We spoke with several cooperative-minded experts who offered their insight into these questions, as part of a collaboration with the Action Network, a nonprofit online mobilization platform whose team is seeking to further democratize its operations. Here are a few takeaways from our discussion:

  • Clarity: Facilitate strong and clear communication around your offerings and core values. Create a ladder of engagement for the purpose of empowering members around co-ownership, leadership, and responsibility. The earlier you can define members’ roles and emphasize their level of commitment, the more assured your members and core partners may feel.
  • Trust: Build trust within your organization to increase loyalty and engagement among members and core partners.

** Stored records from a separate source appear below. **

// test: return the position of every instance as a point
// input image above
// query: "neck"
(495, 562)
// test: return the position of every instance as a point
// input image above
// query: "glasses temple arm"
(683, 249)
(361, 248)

It will be difficult to be everything to everyone. 1) Recognize the nature of your member-base; if they are mostly international, allow for participation in voting and web-based meetings based on remote positioning and convenience to their time zone. 2) Record and send out online meetings, creating open discussion forums and providing a variety of ways in which your members can communicate their needs and opinions to you. 3) Develop tools to increase accessibility and transparency around important stakeholder information, and show your members how to engage with your platform.
  • Collaborative effort for collective success: Understand that people respond differently to different kinds of communication. Some will want to dominate much of the activity or conversation on the platform. Spot the need to activate or incentivize many members to engage based on their preference or ability so that the contribution of value and insight is more fairly distributed.
  • Use your users: In any early stage of a startup or software project, the best test group for your product is your members; give room for critical feedback as a chance to listen, learn, and improve. This will also cultivate an environment of oppeness and transparency at every level of the process, while also retaining the agility and autonomy that the development team needs.

If we think about a wave—the flow, the tide that pulls from within, it requires many forces working in tandem to build momentum and energy, enough to create the wave’s body and crest.

A special thanks to the participants in this discussion: Brian Young (executive director and founder, Action Network), Martha Grant (product manager, Action Network), Alanna Irving (team member, Open Collective; co-founder, Enspiral and Loomio), Chris Tittle (director of organizational resilience, Sustainable Economies Law Center), Margaret Vincent (senior counsel, Stocksy United).